It’s a funny time of year in the world of classrooms. There’s a tendency to give up on certain students who appear to be purposefully entrenched in bad habits, both academically and behaviorally.
Giving up is not a professional option, but redistributing the teaching efforts towards those that are ready to learn may be a necessary strategy for maintaining sanity and conserving dwindling emotional reserves. Teachers can start to run a bit low this time of year.
But do miracles happen after mid-year? Yes.
I spent a good part of last year trying to convince a student that his number one problem was that he didn’t think he had a problem. But, late in the fourth quarter he had an epiphany, and all of a sudden – he was ready to learn.
A few years back I had a similar situation, but the student talked his parent into transferring him out of my class (without consulting me).

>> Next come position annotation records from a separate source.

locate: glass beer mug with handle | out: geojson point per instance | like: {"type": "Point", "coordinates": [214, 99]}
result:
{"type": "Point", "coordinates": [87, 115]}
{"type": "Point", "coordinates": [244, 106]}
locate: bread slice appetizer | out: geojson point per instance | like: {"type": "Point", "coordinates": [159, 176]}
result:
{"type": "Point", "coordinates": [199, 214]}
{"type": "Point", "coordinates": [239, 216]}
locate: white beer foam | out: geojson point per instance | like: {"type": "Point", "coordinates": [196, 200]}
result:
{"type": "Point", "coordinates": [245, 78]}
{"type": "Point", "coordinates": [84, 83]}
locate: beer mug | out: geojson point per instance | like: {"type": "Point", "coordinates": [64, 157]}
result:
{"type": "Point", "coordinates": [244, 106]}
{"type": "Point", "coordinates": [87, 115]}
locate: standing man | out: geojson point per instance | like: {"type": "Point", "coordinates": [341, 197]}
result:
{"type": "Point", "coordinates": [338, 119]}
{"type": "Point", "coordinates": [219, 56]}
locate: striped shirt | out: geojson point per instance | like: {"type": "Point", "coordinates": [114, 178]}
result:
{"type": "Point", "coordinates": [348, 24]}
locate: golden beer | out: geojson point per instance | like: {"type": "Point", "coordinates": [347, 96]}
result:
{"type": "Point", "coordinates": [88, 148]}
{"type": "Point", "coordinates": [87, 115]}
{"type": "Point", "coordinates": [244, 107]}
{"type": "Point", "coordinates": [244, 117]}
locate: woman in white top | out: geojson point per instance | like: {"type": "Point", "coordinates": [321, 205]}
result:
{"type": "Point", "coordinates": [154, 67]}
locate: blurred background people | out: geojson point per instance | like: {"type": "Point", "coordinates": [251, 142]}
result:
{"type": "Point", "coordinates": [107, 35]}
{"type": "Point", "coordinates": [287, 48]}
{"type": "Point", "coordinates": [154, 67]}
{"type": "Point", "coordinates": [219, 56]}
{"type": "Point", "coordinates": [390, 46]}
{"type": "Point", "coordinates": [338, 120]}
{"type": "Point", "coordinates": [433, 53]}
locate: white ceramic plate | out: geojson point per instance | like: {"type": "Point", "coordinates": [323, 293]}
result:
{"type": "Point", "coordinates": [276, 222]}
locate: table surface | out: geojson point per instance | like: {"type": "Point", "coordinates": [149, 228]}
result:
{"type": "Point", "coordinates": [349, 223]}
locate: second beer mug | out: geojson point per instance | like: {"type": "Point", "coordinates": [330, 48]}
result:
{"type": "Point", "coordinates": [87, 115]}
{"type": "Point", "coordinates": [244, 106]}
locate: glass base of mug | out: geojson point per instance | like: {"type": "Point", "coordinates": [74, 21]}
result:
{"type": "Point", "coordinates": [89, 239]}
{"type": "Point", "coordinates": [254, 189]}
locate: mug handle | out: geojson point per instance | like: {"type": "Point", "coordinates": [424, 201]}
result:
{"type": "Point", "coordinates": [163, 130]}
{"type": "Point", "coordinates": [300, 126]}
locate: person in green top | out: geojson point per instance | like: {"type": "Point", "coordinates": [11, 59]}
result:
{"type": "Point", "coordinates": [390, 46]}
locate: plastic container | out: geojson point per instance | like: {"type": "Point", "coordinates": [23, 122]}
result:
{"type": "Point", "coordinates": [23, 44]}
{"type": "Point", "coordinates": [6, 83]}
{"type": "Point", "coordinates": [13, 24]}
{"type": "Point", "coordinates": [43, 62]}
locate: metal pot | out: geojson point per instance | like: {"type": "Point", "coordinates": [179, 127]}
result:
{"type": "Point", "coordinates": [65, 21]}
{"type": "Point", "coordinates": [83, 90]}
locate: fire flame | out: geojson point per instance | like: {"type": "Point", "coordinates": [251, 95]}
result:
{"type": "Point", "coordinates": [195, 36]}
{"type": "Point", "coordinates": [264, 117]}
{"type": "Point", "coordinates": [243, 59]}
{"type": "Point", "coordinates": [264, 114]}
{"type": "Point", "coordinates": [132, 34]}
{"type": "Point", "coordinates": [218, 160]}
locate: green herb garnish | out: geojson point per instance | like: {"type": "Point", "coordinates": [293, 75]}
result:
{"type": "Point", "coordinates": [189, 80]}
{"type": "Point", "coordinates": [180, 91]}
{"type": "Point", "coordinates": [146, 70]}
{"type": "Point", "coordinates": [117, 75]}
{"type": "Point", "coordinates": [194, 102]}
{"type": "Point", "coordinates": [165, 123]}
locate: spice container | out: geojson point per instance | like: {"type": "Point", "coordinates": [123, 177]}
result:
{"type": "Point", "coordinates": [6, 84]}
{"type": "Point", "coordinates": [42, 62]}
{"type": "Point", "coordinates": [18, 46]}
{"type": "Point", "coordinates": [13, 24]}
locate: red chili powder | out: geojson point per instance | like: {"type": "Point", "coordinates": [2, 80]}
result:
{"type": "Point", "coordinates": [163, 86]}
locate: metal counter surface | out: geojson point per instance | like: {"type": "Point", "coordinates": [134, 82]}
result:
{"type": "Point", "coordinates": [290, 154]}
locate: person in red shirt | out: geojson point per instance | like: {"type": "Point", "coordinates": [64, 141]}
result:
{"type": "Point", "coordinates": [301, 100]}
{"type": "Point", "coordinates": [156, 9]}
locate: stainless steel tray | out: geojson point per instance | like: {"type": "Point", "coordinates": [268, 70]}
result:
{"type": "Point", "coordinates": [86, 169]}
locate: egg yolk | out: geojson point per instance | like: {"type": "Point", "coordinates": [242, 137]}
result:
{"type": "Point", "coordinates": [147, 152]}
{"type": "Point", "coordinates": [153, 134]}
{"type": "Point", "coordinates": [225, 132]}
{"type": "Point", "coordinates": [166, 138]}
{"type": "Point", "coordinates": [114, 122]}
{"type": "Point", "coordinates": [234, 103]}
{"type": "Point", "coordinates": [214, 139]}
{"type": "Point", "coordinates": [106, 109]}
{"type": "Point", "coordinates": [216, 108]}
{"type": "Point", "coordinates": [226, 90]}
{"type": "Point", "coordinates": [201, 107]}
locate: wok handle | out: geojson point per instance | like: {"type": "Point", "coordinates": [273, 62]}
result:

Well, my life got easier, in fact the whole class seemed to breathe a sigh of relief.
It’s hard on the class when you have a resistant learner negatively impacting the learning environment. I still see this student occasionally, and I’m interested in his life. I still haven’t given up on him, but I don’t have to be confronted daily with his opposition to learning.
Teaching is a balance between being fair, being realistic, being hopeful, and being able to muster the emotional where-with-all to herd a group of learners through a full school year. Some students are more difficult and draining, and sometimes they can obscure the students who are making the daily effort, overcoming difficulties, and finding ways to “get ‘er done!” It’s easier to focus on the trials rather than the triumphs, but both are real.
Winter gives way to Spring. Soon students and teachers will find relief and renewal in Spring Break. Hang in there fellow educators, and all of you who feel like you’re at the end of your rope. Tie a knot and hang on! Help is on the way.
(Get some rest. Take a nap. Go to bed early. Tomorrow is another day, and new strength is just a dawn away.)